In holding that cinacalcet was obvious, Phelan J again noted that a skilled person “could make”
cinacalcet in view of the prior art and common general knowledge [92]; but that is true of every
selection patent where the genus is enabled. That alone does not make the selection invention
obvious; otherwise no selection could be the basis for a valid patent, no matter how unexpected
its properties as compared with the genus.

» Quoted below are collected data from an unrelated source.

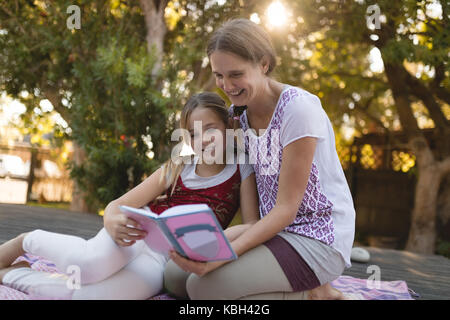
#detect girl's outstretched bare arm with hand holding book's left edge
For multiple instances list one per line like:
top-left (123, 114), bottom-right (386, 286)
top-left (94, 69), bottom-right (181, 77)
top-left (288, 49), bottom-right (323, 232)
top-left (103, 168), bottom-right (167, 247)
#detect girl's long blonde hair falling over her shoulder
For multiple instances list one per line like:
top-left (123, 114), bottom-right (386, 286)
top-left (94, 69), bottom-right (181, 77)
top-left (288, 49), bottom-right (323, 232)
top-left (161, 92), bottom-right (229, 194)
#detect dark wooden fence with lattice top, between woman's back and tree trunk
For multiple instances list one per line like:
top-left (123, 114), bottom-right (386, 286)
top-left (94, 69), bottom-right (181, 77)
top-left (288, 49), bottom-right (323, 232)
top-left (345, 129), bottom-right (439, 249)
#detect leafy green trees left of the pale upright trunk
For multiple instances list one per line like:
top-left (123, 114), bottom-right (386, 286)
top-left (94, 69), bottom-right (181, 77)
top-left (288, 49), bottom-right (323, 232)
top-left (0, 0), bottom-right (170, 211)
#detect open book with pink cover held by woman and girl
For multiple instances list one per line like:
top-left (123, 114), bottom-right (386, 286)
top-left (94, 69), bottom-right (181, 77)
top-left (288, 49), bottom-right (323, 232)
top-left (119, 204), bottom-right (237, 261)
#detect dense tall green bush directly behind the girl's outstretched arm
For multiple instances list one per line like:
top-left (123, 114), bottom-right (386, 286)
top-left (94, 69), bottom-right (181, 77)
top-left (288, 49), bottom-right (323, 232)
top-left (65, 20), bottom-right (169, 211)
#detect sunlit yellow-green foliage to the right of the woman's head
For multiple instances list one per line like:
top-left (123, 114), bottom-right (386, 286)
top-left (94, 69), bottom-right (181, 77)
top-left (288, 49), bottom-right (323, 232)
top-left (276, 0), bottom-right (450, 133)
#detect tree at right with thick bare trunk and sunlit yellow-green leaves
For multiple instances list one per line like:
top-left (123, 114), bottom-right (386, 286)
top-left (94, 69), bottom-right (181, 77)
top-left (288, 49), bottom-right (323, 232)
top-left (274, 0), bottom-right (450, 253)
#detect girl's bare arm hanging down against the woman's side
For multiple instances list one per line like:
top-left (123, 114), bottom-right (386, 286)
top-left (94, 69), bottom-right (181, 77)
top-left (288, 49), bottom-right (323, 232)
top-left (224, 173), bottom-right (259, 241)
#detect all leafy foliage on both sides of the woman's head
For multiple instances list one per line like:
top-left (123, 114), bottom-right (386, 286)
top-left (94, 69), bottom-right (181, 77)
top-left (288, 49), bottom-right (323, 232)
top-left (0, 0), bottom-right (450, 212)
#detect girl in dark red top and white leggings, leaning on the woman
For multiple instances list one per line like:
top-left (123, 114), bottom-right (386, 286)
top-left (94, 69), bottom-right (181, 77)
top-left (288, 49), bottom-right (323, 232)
top-left (0, 93), bottom-right (258, 299)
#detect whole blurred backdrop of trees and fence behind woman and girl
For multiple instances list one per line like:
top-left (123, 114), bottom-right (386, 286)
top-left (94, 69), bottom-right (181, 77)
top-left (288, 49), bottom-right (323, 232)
top-left (0, 0), bottom-right (450, 257)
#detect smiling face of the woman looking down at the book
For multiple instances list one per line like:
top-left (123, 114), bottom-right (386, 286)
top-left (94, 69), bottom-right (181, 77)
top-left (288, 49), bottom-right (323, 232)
top-left (209, 50), bottom-right (269, 106)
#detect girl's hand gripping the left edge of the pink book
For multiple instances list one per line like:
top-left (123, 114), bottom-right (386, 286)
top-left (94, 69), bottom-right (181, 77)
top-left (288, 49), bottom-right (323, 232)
top-left (103, 212), bottom-right (147, 247)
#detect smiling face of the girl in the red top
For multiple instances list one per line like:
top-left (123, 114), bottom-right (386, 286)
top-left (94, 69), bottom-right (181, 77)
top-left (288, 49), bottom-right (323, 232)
top-left (187, 107), bottom-right (227, 163)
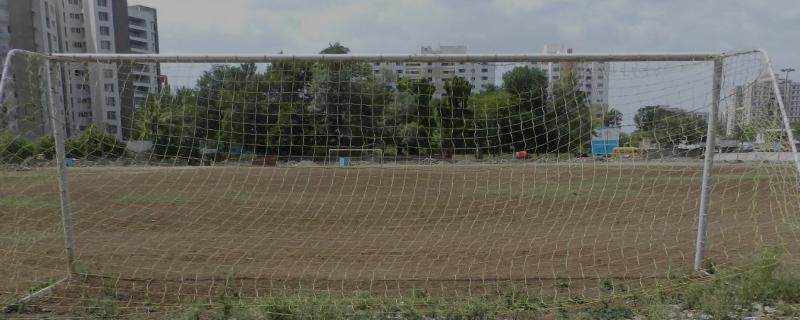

Similarly, Phalen J stated that cinacalcet was obvious
to try because a skilled person “would have found Cinacalcet by using known assays to screen
compounds for activity at the calcium receptor” [93]. Again, that is not apparent from the
evidence reviewed by Phelan J, which, so far as I can see, shows only that cinacalcet could have
been found that way.
I must emphasize that the foregoing discussion has been unfair to Phelan J. He did advert in
many places to evidence showing that cinacalcet was not inventive over the ‘828 patent, and it is
clear that those facts drove his analysis: [41], [42], [70], [71], [82], [92]. At the end of the day,
Phelan J came to the correct conclusion for the right reason. My extended discussion of the
missteps along the way is intended not as a criticism of Phelan J, but as a criticism of the
confused state of the law of selection patents, which makes the job of the courts far more difficult
than it needs to be.
*Phelan J said that Amgen conceded that cinacalcet “was disclosed in the prior art” [64] and that
it was “disclosed in 828 and WO 959" [81], but it was not specifically claimed in either of those
documents. While I have not scoured them for specific references, cinacalcet was only
synthesized in early 1995, after the claim date of the ‘879 patent [71], and three years after the
filing date of the ‘828 patent, and even the ‘828 patent barely mentioned it [76]. From that I
conclude that it was not specifically disclosed in the ‘828 patent.